Texas Parks and Wildlife Department Executive Director Carter Smith presented the award to Thorne at the Texas Parks and Wildlife Commission meetingThursday in Houston.
Thorne holds a Master Peace Officers Certificate, issued through the Texas Commission on Law Enforcement. He also received his masters’ degree in fisheries and wildlife science from Texas A&M University- College Station in 1999.
Stationed in Freestone County, Thorne’s area includes a portion of the Richland-Chambers Reservoir, covering about 41,000 acres. He is also responsible for enforcement activities along 50 miles of the Trinity River.
As a state game warden, Thorne has encountered a variety of law enforcement scenarios since graduating from the department’s training academy in 2002.
He has been involved in about 80 boating while intoxicated and boating under the influence arrests in his 12-year career. Two years into his career, Thorne filed 11 BWI’s in one summer. This past summer, he and a less-tenured warden filed five BWI’s in one day.
He has also worked with local prosecutors to streamline a protocol for the issuance of search warrants to draw blood from those who refuse to provide a specimen.
Thorne is one of the few trained drug recognition experts in the department. He is also a member of the newly formed TPWD K-9 team, where he has assumed a team lead role.
He has attended boat accident investigation training, which has helped him handle more than 15 boat accidents, two of which involved fatalities with alcohol as a factor and several other non-fatalities that involved drugs and alcohol.
Thorne became a member of the TPWD Law Enforcement Division’s Critical Incident Team in 2004 and has used his training numerous times during drowning incidents, boat accidents, officer-involved shootings and most recently to aid first responders following the fertilizer plant explosion in West.
An active member of his community, Thorne continually looks for ways to educate the public about water safety as well as other educational programs offered by TPWD. He routinely takes kids boating, hunting, and fishing in an effort to promote safety and expose them to the outdoors. Thorne is a district leader in offering educational programs at schools, civic clubs, and outdoor oriented organizations.

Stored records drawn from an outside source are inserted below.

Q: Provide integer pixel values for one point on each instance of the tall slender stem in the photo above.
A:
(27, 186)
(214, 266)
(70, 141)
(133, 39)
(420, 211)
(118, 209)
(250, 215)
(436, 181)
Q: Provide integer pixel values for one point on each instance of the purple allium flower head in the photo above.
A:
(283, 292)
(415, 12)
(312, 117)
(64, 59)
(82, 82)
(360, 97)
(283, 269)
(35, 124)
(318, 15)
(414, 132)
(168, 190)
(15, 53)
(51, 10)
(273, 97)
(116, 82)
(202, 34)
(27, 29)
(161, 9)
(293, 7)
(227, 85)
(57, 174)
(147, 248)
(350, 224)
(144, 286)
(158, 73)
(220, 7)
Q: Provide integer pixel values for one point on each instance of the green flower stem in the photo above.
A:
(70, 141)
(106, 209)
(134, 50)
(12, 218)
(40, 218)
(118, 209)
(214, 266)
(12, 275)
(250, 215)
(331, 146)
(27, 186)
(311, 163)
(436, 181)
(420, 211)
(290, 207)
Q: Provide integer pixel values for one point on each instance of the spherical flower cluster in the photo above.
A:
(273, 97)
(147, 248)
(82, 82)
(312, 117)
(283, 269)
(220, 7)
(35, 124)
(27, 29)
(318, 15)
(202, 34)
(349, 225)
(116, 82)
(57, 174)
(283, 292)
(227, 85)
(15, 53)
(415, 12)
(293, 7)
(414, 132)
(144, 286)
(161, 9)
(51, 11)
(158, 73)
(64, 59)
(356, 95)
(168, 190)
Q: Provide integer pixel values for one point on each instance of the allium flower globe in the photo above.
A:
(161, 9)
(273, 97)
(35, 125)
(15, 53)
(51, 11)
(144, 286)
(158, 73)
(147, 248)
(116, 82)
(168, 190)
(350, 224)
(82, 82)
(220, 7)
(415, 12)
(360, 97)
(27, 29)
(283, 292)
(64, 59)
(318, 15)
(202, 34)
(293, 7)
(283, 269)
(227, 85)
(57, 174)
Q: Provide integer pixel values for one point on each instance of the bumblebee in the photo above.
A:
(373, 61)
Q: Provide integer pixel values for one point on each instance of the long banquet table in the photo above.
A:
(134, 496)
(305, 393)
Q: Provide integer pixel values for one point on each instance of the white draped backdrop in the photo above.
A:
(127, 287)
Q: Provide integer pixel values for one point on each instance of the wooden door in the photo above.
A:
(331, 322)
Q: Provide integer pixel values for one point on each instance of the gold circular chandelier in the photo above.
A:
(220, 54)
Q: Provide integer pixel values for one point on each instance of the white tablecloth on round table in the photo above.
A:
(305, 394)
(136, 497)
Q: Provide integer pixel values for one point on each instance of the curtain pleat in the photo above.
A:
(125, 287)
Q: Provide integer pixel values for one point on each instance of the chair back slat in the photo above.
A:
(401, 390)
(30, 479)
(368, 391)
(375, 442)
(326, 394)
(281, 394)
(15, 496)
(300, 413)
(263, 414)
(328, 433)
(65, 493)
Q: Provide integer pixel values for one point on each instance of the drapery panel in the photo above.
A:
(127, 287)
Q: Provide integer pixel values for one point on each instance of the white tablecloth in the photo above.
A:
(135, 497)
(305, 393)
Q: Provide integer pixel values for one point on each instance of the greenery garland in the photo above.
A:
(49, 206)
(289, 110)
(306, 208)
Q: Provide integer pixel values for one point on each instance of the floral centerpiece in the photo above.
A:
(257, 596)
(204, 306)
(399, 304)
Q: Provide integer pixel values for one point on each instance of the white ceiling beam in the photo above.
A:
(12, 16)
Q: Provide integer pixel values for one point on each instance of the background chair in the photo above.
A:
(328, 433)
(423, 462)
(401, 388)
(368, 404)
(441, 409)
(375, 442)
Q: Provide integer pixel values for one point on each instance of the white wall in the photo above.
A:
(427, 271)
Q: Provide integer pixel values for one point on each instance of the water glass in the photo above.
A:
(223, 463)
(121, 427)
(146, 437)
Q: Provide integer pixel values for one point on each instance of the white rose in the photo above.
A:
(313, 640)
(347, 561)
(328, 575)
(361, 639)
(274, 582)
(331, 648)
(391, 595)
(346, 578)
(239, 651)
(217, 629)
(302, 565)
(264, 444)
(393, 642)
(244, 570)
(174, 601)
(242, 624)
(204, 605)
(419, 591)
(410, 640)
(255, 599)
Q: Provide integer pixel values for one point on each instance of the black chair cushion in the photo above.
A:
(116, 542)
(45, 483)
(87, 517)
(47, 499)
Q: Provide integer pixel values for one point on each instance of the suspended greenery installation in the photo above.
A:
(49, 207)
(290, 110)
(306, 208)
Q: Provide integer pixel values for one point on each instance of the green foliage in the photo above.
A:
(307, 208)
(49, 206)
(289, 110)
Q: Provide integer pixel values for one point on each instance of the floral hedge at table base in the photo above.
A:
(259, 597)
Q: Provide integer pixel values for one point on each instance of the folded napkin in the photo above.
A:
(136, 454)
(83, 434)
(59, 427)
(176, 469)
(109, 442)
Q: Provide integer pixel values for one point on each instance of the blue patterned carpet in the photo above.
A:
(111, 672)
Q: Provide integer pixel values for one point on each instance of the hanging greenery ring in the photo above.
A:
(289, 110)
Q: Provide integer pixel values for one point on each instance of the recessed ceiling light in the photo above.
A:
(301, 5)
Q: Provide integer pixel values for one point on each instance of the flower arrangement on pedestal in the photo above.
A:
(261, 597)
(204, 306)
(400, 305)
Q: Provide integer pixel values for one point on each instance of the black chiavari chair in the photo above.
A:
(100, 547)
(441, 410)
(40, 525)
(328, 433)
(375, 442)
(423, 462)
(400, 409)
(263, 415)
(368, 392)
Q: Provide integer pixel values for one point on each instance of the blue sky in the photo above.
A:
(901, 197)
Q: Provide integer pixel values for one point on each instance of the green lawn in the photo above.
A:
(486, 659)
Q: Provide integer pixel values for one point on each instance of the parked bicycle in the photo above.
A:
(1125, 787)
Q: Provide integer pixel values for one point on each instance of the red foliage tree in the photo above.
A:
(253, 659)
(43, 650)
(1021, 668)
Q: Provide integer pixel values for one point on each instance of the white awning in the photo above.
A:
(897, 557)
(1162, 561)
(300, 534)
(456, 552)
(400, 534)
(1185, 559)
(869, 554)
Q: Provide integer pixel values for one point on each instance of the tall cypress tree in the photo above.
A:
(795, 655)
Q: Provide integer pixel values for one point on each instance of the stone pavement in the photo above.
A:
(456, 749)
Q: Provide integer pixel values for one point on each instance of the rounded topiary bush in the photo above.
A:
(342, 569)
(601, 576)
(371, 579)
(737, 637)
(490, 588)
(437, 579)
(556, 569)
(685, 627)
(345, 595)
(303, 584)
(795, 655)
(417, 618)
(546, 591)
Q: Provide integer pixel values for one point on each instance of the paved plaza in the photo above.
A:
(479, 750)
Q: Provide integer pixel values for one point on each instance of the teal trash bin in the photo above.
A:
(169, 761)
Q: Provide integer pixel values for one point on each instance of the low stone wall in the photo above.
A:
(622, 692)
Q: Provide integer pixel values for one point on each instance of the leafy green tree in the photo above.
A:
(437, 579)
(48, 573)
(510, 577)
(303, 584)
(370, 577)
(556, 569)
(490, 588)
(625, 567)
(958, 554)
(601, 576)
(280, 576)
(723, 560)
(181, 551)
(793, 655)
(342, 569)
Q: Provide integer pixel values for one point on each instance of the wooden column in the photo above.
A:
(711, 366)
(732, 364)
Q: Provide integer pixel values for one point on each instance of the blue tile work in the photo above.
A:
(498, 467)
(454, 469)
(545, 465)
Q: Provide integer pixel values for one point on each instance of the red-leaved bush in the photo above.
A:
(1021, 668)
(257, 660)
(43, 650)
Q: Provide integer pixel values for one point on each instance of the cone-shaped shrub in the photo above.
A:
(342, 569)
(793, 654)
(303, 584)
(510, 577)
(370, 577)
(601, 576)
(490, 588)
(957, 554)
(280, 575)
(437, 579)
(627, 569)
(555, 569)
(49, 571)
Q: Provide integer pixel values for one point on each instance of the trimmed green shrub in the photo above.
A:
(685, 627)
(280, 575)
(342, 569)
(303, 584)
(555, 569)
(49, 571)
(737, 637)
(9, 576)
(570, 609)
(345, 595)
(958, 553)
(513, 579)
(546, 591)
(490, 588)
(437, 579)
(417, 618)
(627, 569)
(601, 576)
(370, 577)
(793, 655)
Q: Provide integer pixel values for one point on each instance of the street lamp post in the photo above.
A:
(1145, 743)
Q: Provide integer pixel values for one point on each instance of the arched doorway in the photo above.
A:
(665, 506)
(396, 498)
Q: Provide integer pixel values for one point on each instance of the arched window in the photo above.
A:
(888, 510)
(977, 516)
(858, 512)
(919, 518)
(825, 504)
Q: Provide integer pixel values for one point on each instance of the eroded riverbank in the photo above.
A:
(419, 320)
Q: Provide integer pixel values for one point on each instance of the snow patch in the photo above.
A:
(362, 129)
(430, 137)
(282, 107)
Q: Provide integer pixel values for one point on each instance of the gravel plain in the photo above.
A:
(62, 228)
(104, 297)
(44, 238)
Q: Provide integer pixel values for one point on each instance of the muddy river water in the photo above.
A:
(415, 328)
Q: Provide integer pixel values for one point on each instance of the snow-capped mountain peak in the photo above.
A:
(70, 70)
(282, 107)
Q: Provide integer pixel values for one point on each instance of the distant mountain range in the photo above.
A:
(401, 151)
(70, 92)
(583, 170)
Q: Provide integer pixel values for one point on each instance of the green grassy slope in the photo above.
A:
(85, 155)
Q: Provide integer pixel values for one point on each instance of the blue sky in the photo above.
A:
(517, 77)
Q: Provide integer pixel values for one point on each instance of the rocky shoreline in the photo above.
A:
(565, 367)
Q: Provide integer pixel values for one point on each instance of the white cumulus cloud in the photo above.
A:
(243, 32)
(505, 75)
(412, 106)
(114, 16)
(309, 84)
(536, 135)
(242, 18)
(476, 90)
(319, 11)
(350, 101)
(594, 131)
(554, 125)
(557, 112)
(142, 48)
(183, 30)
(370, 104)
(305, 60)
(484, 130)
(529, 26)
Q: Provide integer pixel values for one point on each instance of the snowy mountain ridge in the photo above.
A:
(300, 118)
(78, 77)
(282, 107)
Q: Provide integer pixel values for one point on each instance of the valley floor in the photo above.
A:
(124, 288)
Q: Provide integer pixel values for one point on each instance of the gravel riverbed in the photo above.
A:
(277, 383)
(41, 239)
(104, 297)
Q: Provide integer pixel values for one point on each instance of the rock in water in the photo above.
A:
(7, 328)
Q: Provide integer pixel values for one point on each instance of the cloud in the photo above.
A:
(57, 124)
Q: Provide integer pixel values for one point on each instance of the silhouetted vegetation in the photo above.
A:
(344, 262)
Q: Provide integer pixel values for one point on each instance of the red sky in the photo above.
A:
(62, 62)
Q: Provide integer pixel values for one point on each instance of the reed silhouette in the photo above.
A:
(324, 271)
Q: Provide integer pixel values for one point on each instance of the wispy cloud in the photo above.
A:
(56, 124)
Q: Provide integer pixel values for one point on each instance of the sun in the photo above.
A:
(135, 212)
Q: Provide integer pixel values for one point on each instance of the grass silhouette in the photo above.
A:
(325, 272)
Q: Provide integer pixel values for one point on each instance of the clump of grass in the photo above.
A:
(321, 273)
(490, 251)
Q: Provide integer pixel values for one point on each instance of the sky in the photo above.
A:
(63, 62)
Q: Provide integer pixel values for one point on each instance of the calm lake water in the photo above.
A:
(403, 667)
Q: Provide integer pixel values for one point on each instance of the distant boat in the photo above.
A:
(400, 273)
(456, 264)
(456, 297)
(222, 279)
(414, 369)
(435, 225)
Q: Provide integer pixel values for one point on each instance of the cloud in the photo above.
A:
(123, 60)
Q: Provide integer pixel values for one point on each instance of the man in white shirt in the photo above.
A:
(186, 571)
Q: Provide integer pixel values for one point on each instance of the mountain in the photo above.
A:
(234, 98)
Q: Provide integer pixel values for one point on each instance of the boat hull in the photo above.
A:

He was instrumental in coordinating the rescue of two men, a woman and a small child on cedar Creek Lake when their boat capsized in a storm. In wind blowing more than 40 miles per hour, Thorne positioned the patrol boat so that two other wardens could get to those in need.
On another occasion, he helped save the life of a father of a Texas state trooper. The man and a friend became stranded on Lake Palestine after their boat capsized in a storm. The trooper’s father tied himself to a stump where he remained for 12 hours. Sadly, his fishing companion had perished before help could come, but one life was saved due to the response of Thorne and the other present game wardens.
Most recently, Thorne and his partner launched a boat into a rain-swollen creek and rescued an elderly couple whose pickup had been washed from the roadway as they were trying to make an early morning doctor’s appointment. Due to their age and surroundings, neither could help themselves as the water continued to rise so they sat in the truck seats in chest high water. The two wardens risked life and limb to fight the current and rescue the couple.
Thorne will be competing against two other officers for the “National Officer of the Year” award that will be announced in Bar Harbor, Maine at the October NASBLA Conference.